3.2. Friedens- und Menschenrechtsbewegung - Basis der kirchlichen Opposition
Seit der Einführung der allgemeinen Wehrpflicht im Jahr 1962 sah sich die SED jährlich mit mehr als 1.000 Wehrdienstverweigerern konfrontiert. Damit stand die Partei vor einem Dilemma. Einerseits schloss die Rechtslage in der DDR eine Wehrdienstverweigerung aus, andererseits war eine Inhaftierung der überwiegend christlich motivierten Verweigerer nicht mit der von Walter Ulbricht propagierten sozialistischen Menschengemeinschaft und der damit verbundenen Konfliktminimierung zwischen Kirche und Staat vereinbar. Somit wurde, nach langen Überlegungen und Abwägungen der Vor- und Nachteile, laut Anordnung des nationalen Verteidigungsrates der DDR vom 7. September 1964 über die Aufstellung von Baueinheiten ein Soldat ohne Waffe und ohne Fahneneid „geboren".37Zugleich kam es aber zu einer mehr oder weniger offenen Diskriminierung dieser Wehrdienstverweigerer. Das betraf besonders die Verweigerung oder Eingrenzung von Studienmöglichkeiten, aber auch Berufsverbote und Berufseinschränkungen, vor allem von nicht kirchlich gebundenen Bausoldaten.

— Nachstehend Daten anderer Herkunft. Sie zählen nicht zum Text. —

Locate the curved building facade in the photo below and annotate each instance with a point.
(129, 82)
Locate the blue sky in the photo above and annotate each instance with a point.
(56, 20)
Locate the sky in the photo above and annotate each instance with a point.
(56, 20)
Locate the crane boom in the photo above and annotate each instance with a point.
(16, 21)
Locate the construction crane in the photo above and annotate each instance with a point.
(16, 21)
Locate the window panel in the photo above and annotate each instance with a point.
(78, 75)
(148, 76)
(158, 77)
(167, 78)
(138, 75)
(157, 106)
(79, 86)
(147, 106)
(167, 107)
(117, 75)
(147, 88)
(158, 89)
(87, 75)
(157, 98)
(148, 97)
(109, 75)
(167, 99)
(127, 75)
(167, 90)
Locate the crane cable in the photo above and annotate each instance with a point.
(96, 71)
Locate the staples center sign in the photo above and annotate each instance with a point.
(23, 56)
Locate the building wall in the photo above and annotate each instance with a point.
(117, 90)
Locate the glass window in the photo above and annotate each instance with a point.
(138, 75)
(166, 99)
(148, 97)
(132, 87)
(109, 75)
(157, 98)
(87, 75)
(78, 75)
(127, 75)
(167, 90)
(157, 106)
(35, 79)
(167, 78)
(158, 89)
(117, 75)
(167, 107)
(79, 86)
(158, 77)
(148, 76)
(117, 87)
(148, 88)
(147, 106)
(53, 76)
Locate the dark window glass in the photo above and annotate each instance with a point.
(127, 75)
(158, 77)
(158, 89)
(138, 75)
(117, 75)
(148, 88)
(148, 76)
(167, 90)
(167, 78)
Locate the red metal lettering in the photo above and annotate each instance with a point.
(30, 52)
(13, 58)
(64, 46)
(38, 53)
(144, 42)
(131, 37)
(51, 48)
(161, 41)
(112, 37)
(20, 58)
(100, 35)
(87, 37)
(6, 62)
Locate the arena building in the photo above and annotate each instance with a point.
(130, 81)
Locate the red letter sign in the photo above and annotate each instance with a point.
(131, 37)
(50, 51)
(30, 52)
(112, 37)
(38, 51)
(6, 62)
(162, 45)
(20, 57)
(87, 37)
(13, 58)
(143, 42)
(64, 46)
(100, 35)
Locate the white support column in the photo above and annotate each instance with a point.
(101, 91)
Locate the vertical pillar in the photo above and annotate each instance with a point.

Aus dieser Praxis heraus und vor allem bedingt durch die nunmehr legale Konzentration systemkritischer und pazifistischer Christen und Nichtchristen innerhalb der Bausoldateneinheiten, entwickelte sich in der DDR eine politisch tätige Bausoldatenbewegung, der auch die Totalverweigerer angehörten. In kleinen regionalen Gruppen, besonders aber auf den jährlichen stattfindenden Bausoldatentreffen in Leipzig, fand eine intensive Auseinandersetzung mit dem Thema „echter sozialer Friedensdienst", der bis zum Ende der DDR ein zentrales Thema der Friedensbewegung blieb, statt. Zudem lagen die inhaltlichen Schwerpunkte in den siebziger Jahre in der kritischen Hinterfragung der Friedensproblematik, die insbesondere Menschenrechtsfragen einband und in praktischen Verhaltensorientierungen unter den realen Bedingungen der DDR.38Im Zentrum dieser Verhaltensorientierungen stand die Vermittlung des Prinzips Gewaltlosigkeit. Hervorzuheben sind auch der überregional wirkende „Kirchliche Arbeitskreis Frieden" des Jungmännerwerkes in Ostberlin und das seit 1973 zweimal jährlich stattfindende Friedensseminar in Königswalde. Daneben ging von den Bausoldaten eine Initiative aus, die Jugendkommission der Christlichen Friedenskonferenz (CFK) im Sinne systemkritischer Friedensvorstellungen zu instrumentalisieren. Durch scheinbar unverrückbare Meinungsverschiedenheiten mit den anderen Mitglieder der Jugendkommission und der CFK und, was sicherlich nicht zu unterschätzen ist, der enormen Belastung der Kommission mit IM`s, was einer Gleichschaltung mit der staatlichen „Friedenspolitik„ gleich kam, scheiterte jedoch dieses Anliegen.39
Die Bausoldaten konzentrierten sich deshalb auf ihre eigenen Möglichkeiten und wurden zu einem großen Teil in den Kirchgemeinden und den genannten Arbeitsgruppen aktiv. Eine enge Zusammenarbeit mit ehemaligen Bausoldaten entwickelte sich zudem in allen Bereichen und Institutionen der kirchlichen Jugendarbeit. Somit entstand zwischen 1972 und 1978 eine Friedensbewegung als Basisbewegung, die deutlich gegen die friedenspolitischen Vorgaben des SED-Staates aussprach und damit gleichzeitig die Friedenspolitik der BEK kritisierte, die sich eng an die staatlichen Vorgaben anlehnte.40Des weiteren waren es die Studentengemeinden, die sich in den 70er Jahren mit den Themen Wehrdienst, Gewalt, Rüstung und nach 1978 mit dem Fach Wehrkunde an den Polytechnischen Oberschulen beschäftigten. Beide Gruppierungen, die meistens auch personell eng miteinander verflochten waren, begannen in dieser Zeit mehr oder weniger intensiv zusammenzuarbeiten. Und trotzdem kann in dieser Zeit noch nicht von einer koordinierten und kooperativen Freidensbewegung gesprochen werden. Dies beginnt erst nach dem Einmarsch der Sowjetunion in Afghanistan 1979 als das Thema Friedenspolitik eine erhöhte Brisanz erhielt. In Verbindung mit den Hochrüstungsplanungen und -entscheidungen entwickelten sich daraus Anfang der 80er Jahre eine echte Friedensbewegung, die einen ihrer Höhepunkte ohne Zweifel mit den Aktionen „Schwerter zu Pflugscharen" und den Friedensdekaden hatte.41In dieser Zeit beginnt auch eine verschärfte Verfolgungstätigkeit der Friedensarbeit durch die Staatssicherheit, die dadurch zerschlagen werden sollten.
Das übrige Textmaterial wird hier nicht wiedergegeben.